The strong start with Front Row Motorsports has put McDowell in uncharted territory. In the final laps Sunday at Homestead he found himself trying to pass Kevin Harvick for fifth, a previously unthinkable scenario.

It has all validated the effort McDowell put in over 14 years, but it hasn't translated into on-track respect for the No. 34 Ford from his peers.

“There are top guys that don’t want to be passed by the 34 and I get it, I understand that because they think that they’re having a really bad day if the 34 is going around them,” said McDowell, who also acknowledged putting up too strong of a fight when his car was a perpetual backmarker.

“On the flipside, I somewhat deserve it because I race the guts out of everybody and always have," he said. "Even when I was in bad cars I never made it easy on anybody, so I don’t expect them to make it easy on me.”

McDowell next goes to Las Vegas Motor Speedway on Sunday ranked a career-high fourth in the Cup standings. His best finish in the final standings was 23rd last season, and when he opened this year, McDowell openly doubted his team could crack the top 16 required to qualify for the playoffs.

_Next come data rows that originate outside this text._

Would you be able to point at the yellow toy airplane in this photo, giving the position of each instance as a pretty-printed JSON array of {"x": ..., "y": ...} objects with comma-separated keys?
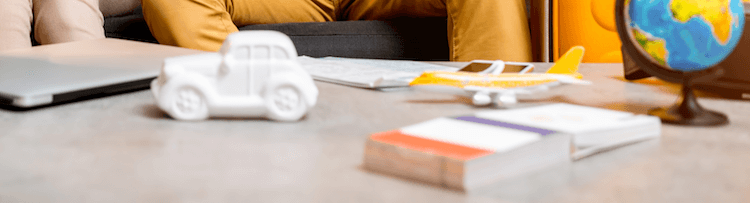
[{"x": 486, "y": 88}]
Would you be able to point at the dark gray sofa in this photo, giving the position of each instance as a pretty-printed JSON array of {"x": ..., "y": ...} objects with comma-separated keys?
[{"x": 404, "y": 38}]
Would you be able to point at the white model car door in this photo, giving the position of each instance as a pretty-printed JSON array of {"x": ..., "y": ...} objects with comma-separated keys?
[
  {"x": 261, "y": 60},
  {"x": 233, "y": 80}
]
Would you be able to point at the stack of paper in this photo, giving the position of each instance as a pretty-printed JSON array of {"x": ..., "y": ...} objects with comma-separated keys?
[
  {"x": 367, "y": 73},
  {"x": 471, "y": 151},
  {"x": 594, "y": 129},
  {"x": 464, "y": 152}
]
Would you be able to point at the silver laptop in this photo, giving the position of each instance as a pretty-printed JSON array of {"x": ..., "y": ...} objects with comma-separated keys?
[{"x": 67, "y": 72}]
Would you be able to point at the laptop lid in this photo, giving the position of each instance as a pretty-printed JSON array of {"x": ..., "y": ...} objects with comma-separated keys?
[{"x": 63, "y": 72}]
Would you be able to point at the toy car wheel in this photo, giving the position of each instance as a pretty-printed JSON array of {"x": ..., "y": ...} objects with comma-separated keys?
[
  {"x": 189, "y": 104},
  {"x": 286, "y": 103}
]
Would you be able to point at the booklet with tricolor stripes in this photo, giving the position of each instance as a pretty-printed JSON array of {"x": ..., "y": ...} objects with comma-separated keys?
[
  {"x": 465, "y": 152},
  {"x": 471, "y": 151}
]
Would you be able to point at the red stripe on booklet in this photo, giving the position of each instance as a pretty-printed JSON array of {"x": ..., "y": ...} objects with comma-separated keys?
[{"x": 397, "y": 138}]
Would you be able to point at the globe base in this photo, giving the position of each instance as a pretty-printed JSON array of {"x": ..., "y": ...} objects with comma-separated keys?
[
  {"x": 704, "y": 118},
  {"x": 689, "y": 112}
]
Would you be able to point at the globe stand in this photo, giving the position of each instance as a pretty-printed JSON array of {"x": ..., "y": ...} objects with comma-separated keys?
[{"x": 688, "y": 111}]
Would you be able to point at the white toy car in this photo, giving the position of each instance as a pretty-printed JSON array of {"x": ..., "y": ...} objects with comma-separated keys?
[{"x": 255, "y": 74}]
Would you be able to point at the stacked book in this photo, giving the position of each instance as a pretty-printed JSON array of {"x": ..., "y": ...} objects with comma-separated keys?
[{"x": 468, "y": 152}]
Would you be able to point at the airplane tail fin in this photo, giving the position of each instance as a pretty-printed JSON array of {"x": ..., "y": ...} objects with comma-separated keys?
[{"x": 568, "y": 63}]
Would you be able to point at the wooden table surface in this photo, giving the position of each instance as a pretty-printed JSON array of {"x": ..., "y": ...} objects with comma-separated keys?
[{"x": 124, "y": 149}]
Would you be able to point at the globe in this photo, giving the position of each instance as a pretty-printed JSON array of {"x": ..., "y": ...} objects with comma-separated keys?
[
  {"x": 681, "y": 41},
  {"x": 684, "y": 35}
]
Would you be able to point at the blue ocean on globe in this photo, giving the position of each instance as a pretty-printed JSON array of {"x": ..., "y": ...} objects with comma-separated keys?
[{"x": 690, "y": 46}]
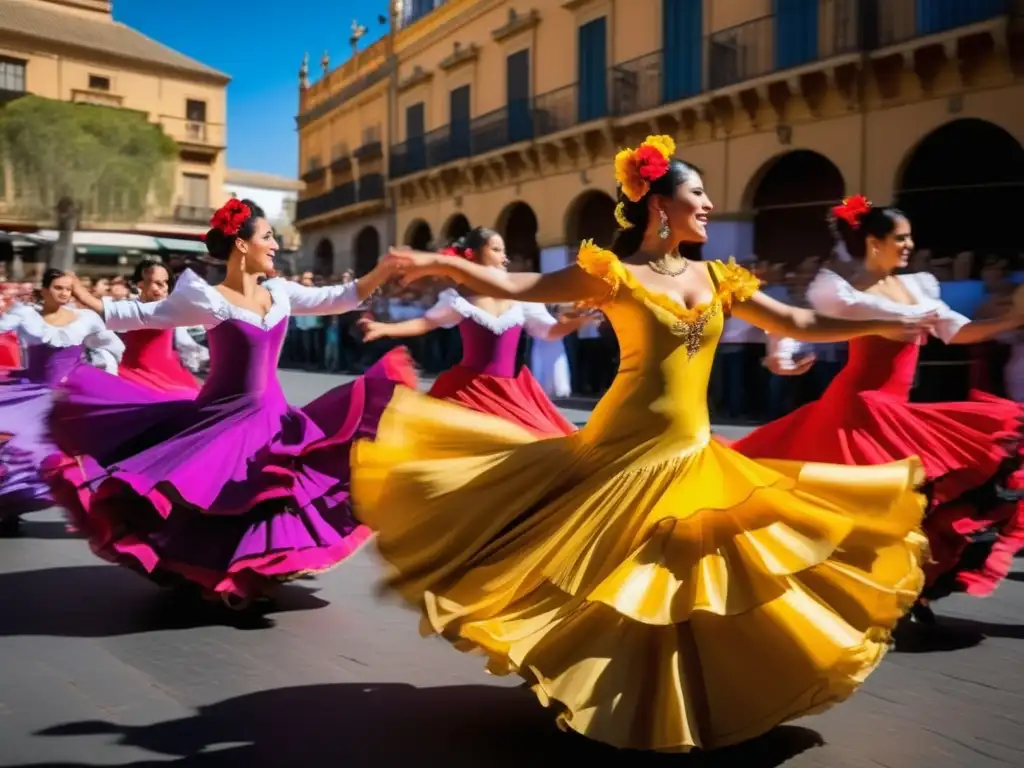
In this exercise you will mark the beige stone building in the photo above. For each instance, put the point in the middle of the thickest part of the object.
(508, 114)
(74, 50)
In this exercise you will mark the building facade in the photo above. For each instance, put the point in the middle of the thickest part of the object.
(74, 50)
(343, 214)
(508, 115)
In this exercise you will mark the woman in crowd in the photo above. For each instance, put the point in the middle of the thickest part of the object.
(233, 491)
(969, 450)
(485, 380)
(55, 337)
(156, 357)
(656, 589)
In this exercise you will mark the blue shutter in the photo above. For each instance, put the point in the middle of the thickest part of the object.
(796, 33)
(682, 52)
(593, 86)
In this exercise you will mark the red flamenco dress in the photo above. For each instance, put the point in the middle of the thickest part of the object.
(485, 379)
(969, 450)
(10, 352)
(152, 360)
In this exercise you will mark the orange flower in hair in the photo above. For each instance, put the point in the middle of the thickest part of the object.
(852, 210)
(636, 169)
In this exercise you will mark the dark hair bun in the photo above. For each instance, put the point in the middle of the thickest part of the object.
(218, 244)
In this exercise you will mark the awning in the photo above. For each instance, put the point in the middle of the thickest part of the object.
(178, 245)
(108, 244)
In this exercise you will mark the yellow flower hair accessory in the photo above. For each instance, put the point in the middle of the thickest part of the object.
(636, 169)
(624, 223)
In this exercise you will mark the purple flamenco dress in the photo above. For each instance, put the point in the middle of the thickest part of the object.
(27, 396)
(233, 491)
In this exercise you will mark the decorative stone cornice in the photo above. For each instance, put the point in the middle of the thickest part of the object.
(516, 25)
(460, 55)
(419, 76)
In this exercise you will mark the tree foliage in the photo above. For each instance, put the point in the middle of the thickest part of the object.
(107, 163)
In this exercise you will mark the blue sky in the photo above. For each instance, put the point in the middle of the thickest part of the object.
(260, 44)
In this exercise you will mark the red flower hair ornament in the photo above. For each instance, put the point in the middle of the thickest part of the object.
(852, 210)
(230, 216)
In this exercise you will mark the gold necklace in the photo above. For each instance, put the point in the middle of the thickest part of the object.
(659, 267)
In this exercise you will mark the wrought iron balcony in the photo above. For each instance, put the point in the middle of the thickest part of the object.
(340, 197)
(372, 186)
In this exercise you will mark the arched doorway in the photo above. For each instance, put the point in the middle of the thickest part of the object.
(457, 226)
(518, 225)
(368, 250)
(791, 198)
(963, 187)
(324, 258)
(591, 216)
(418, 236)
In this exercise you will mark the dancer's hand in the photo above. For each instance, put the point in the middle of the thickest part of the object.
(372, 330)
(782, 367)
(911, 329)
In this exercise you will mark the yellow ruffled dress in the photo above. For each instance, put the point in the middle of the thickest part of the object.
(657, 589)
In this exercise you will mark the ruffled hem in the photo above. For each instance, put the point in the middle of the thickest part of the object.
(292, 514)
(644, 592)
(519, 399)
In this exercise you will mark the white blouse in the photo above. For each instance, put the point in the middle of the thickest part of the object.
(833, 296)
(87, 329)
(452, 308)
(196, 302)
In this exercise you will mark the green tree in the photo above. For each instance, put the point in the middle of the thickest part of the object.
(74, 162)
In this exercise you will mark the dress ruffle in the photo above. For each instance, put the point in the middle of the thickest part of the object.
(970, 452)
(518, 399)
(643, 594)
(227, 494)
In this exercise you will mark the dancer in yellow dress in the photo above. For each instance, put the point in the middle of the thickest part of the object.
(656, 589)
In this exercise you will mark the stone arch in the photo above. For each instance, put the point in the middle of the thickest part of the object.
(324, 258)
(791, 197)
(591, 216)
(457, 226)
(963, 187)
(518, 226)
(419, 236)
(367, 247)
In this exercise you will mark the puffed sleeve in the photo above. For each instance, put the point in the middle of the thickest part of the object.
(12, 318)
(327, 300)
(192, 353)
(832, 296)
(950, 322)
(105, 347)
(192, 303)
(444, 313)
(538, 321)
(735, 283)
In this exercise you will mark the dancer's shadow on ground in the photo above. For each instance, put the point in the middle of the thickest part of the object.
(104, 601)
(395, 724)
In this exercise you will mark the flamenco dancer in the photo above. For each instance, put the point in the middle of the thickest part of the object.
(154, 356)
(969, 450)
(55, 338)
(235, 491)
(639, 574)
(485, 380)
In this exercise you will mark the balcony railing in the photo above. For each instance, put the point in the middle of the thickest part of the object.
(817, 31)
(194, 132)
(193, 214)
(372, 186)
(339, 197)
(370, 151)
(900, 20)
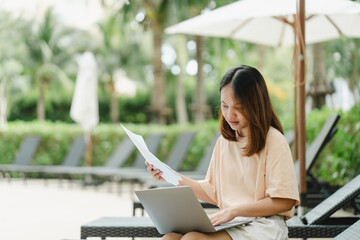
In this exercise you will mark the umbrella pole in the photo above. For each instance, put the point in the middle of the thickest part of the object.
(301, 86)
(88, 152)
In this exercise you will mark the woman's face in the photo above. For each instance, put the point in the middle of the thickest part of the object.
(232, 111)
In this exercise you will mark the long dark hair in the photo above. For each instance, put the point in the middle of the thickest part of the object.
(250, 90)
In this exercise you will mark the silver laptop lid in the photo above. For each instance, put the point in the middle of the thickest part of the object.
(175, 209)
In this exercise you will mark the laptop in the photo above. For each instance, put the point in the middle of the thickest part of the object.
(176, 209)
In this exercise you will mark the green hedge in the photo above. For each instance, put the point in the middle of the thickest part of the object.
(338, 163)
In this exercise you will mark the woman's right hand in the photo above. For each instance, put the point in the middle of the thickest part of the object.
(155, 173)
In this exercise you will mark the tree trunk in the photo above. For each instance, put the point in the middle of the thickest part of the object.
(158, 97)
(3, 103)
(114, 105)
(354, 74)
(41, 100)
(182, 58)
(199, 106)
(181, 113)
(320, 87)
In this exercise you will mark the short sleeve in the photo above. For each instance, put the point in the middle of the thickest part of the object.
(209, 183)
(280, 178)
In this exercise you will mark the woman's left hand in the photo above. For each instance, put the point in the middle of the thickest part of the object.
(222, 216)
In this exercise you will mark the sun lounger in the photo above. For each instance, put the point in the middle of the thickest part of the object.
(317, 223)
(351, 233)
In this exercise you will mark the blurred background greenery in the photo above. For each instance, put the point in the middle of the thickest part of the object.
(175, 80)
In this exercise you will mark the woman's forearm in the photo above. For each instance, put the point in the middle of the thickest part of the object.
(265, 207)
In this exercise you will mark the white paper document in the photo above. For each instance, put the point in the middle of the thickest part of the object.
(167, 173)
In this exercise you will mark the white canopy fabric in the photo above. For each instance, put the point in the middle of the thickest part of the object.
(84, 107)
(269, 22)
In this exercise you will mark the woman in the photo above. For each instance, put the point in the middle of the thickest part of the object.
(251, 173)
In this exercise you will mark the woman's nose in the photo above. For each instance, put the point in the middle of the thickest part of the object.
(231, 113)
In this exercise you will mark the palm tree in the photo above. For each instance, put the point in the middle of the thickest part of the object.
(320, 86)
(44, 52)
(11, 54)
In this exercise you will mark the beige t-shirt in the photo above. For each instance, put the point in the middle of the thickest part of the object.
(236, 179)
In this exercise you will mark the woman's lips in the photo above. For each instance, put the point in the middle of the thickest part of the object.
(233, 123)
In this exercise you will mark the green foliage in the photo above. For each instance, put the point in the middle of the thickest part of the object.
(339, 161)
(57, 137)
(337, 164)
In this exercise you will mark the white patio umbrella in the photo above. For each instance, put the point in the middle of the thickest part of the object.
(84, 106)
(277, 23)
(272, 22)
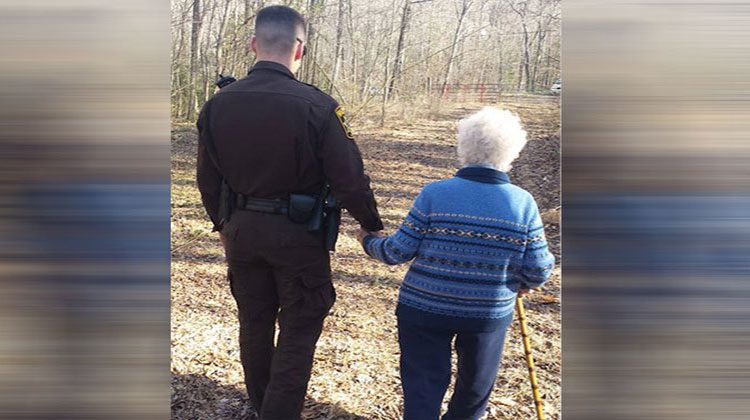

He still wasn't sure how Front Row stacked against the competition after winning the Daytona 500, which wasn't exactly a fluke because McDowell is a respected superspeedway racer. But he has yet to fall back into the field to where he's accustomed to racing.

“To make a big jump like we did, I wouldn’t say that it’s a complete, like, unbelievable shock, but it’s pretty close to it,” McDowell said. “We have definitely out-performed where we thought we’d be."

The schedule to start this season has benefitted McDowell in that the Cup Series has raced on three completely different circuits. He typically does well at superspeedways and road courses, the first two venues that opened the season. And he was 15th at Homestead last year, giving Front Row a baseline to work with in its return last week.

But the shift now to Las Vegas, a traditional 1.5-mile intermediate, will be a true test of how much Front Row has actually improved.

McDowell said there’s been no radical change to his program. But he’s benefitted from solid starting positions — qualifying has been scrapped during the pandemic and the field is set based on a formula, so McDowell has not started lower than 17th — and tighter inspection regulations have prevented bigger teams from exploiting loopholes, leveling the playing field a bit.

Now he must figure out how to approach the rest of the season.

Las Vegas, for example, is part of the 10-race playoffs that begin in September. McDowell can race Sunday to extend his streak of top-10 finishes or Front Row can use it as a study session for when the team returns with a championship on the line.

Deciding on a best approach is new territory for McDowell.

“I haven’t been in this spot before," he said. "I don’t know how we’ll be at Vegas and I don’t know how we’ll be at Phoenix. Everybody wants to be like, ‘Yeah, we’re legit. We’re going to win five races this year and we’re going to contend for the championship.’ I don’t know that to be true, but I do know we’re going to fight our guts out and we’ll see where we end up.”